Kate Grandjean
Associate Professor of History
Historian of early American and Native American history, English colonialism and cultural encounters, environmental history, and violence in American history.
Katherine Grandjean holds a B.A. in History from Yale University and a Ph.D. in History from Harvard University. Her research explores early English colonization and the encounter with Native peoples, as well as the origins of American violence. Her work has been supported by the Andrew W. Mellon Foundation, the American Philosophical Society, the Massachusetts Historical Society, the American Historical Association, and the Charles Warren Center for American History, and has appeared in such journals as the William and Mary Quarterly, American Quarterly, and Early American Studies. A recent essay, “New World Tempests: Environment, Scarcity, and the Coming of the Pequot War,” won the American Society for Environmental History's 2012 Alice Hamilton Prize for Best Article and the William and Mary Quarterly’s 2014 Douglass Adair Memorial Award.
She recently published her first book, American Passage: The Communications Frontier in Early New England. The book retells the story of early New England's settling, through the dark, confused world of communication. Who could travel where, who controlled the routes winding through the woods, who dictated what news might be sent—These questions, in American Passage, reveal a new dimension of contest and conquest in early America. Upcoming articles will explore Native resistance to European colonization, as well as the folklore and artifacts surrounding American memory of the colonial period. She is also at work on a new book on violence and murder in eighteenth-century North America.
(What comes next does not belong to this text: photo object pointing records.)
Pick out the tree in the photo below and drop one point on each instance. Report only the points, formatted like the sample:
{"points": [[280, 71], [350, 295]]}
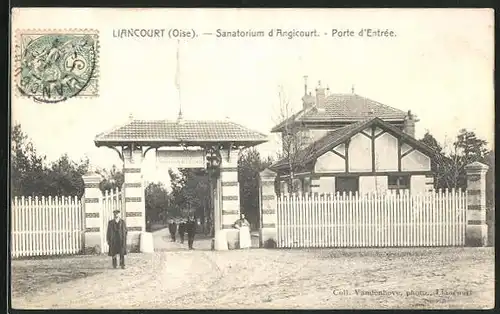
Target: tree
{"points": [[64, 177], [295, 139], [27, 168], [250, 164], [450, 159]]}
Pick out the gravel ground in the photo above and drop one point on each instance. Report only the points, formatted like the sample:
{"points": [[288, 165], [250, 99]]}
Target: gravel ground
{"points": [[175, 277]]}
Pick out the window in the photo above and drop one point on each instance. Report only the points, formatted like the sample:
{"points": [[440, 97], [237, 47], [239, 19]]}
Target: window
{"points": [[346, 184], [399, 183]]}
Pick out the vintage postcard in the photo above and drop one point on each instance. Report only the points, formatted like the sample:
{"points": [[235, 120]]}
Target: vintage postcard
{"points": [[252, 158]]}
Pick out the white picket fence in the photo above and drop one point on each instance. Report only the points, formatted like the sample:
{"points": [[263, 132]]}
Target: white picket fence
{"points": [[110, 201], [46, 226], [383, 220]]}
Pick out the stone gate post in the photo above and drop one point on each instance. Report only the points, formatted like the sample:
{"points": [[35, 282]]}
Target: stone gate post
{"points": [[268, 208], [476, 233], [133, 189], [93, 212]]}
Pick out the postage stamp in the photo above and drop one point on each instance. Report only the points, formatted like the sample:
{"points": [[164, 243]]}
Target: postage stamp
{"points": [[55, 65]]}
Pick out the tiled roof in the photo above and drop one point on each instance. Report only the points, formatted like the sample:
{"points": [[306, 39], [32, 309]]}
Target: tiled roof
{"points": [[189, 131], [345, 107], [340, 135]]}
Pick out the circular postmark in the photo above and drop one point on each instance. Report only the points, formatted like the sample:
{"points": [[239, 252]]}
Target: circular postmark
{"points": [[56, 67]]}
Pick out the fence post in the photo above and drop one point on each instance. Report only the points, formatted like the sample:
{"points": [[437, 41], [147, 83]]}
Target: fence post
{"points": [[476, 232], [268, 209], [92, 213]]}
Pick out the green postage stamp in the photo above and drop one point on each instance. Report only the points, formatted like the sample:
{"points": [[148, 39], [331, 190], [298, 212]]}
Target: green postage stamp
{"points": [[55, 65]]}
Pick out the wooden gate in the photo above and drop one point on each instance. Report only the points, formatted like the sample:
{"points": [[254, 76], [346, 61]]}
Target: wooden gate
{"points": [[384, 220]]}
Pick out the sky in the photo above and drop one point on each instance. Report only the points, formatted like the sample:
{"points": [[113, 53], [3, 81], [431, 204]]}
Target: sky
{"points": [[440, 65]]}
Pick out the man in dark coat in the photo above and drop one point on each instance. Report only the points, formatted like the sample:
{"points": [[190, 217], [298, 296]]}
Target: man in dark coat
{"points": [[172, 228], [182, 229], [191, 230], [117, 238]]}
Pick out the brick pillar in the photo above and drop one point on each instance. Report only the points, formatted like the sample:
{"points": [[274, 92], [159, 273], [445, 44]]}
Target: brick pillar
{"points": [[93, 214], [229, 204], [476, 233], [268, 207], [133, 188], [315, 184]]}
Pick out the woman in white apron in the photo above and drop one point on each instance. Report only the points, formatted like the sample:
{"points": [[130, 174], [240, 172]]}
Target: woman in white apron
{"points": [[244, 227]]}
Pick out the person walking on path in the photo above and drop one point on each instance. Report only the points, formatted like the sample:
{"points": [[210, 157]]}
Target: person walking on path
{"points": [[116, 237], [172, 227], [191, 230], [244, 227], [182, 229]]}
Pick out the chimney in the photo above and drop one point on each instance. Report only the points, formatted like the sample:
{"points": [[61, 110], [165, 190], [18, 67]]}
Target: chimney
{"points": [[409, 124], [320, 96]]}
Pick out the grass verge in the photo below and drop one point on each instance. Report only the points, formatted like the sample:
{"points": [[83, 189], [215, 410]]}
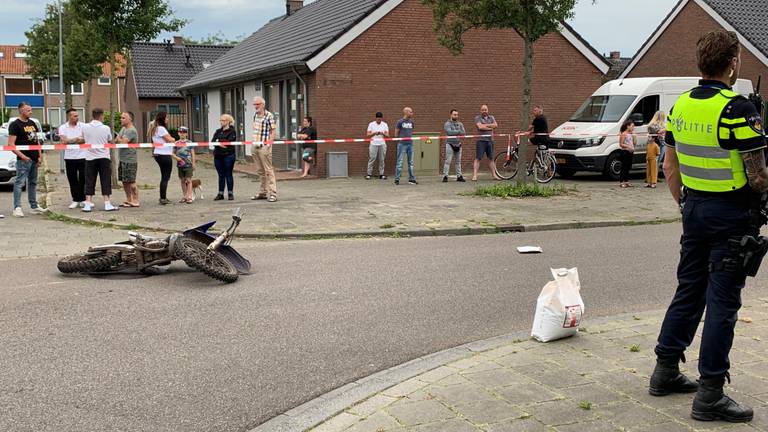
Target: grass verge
{"points": [[519, 190]]}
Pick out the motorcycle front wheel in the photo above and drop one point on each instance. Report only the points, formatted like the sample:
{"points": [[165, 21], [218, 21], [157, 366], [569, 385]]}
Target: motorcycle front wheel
{"points": [[196, 254], [88, 262]]}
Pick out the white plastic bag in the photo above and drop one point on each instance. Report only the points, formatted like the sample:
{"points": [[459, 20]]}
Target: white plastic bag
{"points": [[559, 308]]}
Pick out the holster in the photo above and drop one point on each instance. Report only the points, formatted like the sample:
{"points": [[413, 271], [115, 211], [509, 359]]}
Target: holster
{"points": [[751, 250]]}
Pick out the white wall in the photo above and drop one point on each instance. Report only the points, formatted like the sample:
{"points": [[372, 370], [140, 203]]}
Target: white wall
{"points": [[250, 92]]}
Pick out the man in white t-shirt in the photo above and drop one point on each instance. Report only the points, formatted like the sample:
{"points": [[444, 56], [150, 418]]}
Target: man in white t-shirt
{"points": [[97, 161], [71, 132], [378, 131]]}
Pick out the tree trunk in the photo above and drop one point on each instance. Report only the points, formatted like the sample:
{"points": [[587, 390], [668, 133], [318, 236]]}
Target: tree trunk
{"points": [[88, 91], [525, 118], [112, 91]]}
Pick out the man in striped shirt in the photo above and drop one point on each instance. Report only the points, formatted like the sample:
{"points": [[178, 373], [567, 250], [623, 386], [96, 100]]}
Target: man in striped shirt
{"points": [[263, 137]]}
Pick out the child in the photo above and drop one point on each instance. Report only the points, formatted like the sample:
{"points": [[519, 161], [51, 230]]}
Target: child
{"points": [[185, 162], [627, 144]]}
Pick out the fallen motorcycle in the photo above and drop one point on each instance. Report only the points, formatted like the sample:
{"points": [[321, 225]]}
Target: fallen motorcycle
{"points": [[212, 255]]}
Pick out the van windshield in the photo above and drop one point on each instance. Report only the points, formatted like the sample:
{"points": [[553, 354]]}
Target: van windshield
{"points": [[603, 109]]}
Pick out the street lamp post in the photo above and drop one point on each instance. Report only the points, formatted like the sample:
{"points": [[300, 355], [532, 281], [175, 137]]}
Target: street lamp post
{"points": [[61, 85]]}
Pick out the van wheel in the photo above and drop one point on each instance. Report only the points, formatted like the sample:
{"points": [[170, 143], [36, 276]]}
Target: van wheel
{"points": [[612, 170]]}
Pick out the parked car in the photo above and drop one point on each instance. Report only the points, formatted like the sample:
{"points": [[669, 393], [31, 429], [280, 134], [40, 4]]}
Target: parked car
{"points": [[7, 158], [589, 141]]}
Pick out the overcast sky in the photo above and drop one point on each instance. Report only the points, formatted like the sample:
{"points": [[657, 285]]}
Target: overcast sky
{"points": [[609, 25]]}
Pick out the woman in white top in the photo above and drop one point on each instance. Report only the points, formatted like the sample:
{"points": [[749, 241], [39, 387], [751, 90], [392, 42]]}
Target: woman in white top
{"points": [[160, 137]]}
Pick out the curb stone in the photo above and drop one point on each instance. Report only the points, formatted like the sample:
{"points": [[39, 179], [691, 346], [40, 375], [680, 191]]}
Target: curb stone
{"points": [[500, 229], [328, 405]]}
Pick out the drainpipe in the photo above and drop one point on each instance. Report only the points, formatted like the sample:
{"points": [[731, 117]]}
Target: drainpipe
{"points": [[303, 91], [305, 109]]}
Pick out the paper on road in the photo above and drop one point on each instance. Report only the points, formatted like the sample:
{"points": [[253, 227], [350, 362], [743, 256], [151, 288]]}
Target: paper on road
{"points": [[529, 249]]}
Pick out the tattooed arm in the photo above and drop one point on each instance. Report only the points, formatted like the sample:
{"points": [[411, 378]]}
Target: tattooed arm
{"points": [[757, 173]]}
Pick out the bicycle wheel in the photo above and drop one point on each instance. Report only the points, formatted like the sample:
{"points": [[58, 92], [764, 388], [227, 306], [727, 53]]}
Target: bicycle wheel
{"points": [[196, 254], [545, 168], [506, 166]]}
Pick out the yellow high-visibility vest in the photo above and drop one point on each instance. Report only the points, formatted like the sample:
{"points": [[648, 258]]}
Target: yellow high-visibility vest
{"points": [[696, 125]]}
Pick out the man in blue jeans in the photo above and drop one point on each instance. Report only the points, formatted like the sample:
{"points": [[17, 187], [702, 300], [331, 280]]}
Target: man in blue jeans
{"points": [[404, 129], [23, 131]]}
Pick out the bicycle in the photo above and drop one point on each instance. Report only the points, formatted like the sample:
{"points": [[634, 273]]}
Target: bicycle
{"points": [[542, 166]]}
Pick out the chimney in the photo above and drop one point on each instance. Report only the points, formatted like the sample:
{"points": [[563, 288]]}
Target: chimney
{"points": [[291, 6]]}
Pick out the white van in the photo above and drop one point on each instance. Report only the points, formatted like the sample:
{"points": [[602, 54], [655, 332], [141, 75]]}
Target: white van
{"points": [[589, 141]]}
At Wellesley, Professor Grandjean teaches courses on colonial American history, Native American history, the history of American food, and the history of violence and terror in early America.
COURSES
HIST114 First Year Seminar: American Hauntings
HIST203 Out of Many: American History to 1877
HIST253 First Peoples: An Introduction to Native American History
HIST256 Brave New Worlds: Colonial American History and Culture
HIST260 Pursuits of Happiness: America in the Age of Revolution
HIST262 The Life and Political World of Alexander Hamilton
HIST319 Seminar: Fear and Violence in Early America
HIST320 Seminar: The Hand that Feeds: A History of American Food
HIST321 Seminar: Convicted: Crime and Punishment in Early America
Education
- B.A., Yale University
- Ph.D., Harvard University
Current and upcoming courses
Investigates the origins and aftermath of one of the most improbable events in American history: the American Revolution. What pushed colonists to rebel, rather suddenly, against Britain? And what social struggles followed in the war's wake? We will explore the experiences of ordinary Americans, including women and slaves; examine the material culture of Revolutionary America; trace the intellectual histories of the founders; and witness the creation of a national identity and constitution. Those who lived through the rebellion left behind plenty of material: letters; pamphlets; teapots; runaway slave advertisements; diaries. We will consider these and more. Visits to Boston historic sites will take you back in time and space to the besieged, volatile city that led the colonies into war.
-
The American past is crowded with ghosts. In this seminar, we will trace the evolution of supernatural belief in America and analyze some of its most famous ghost stories. What about the nation’s history makes it such fertile terrain for ghosts? What happens when the dead refuse to stay in the past, relegated to history? Why, in short, is the American historical imagination so haunted? We’ll dig deeply into selected hauntings, drawn from across historical North America, and encounter the spirits of French Detroit, the Gettysburg battlefield, and colonial Jamaica, among others.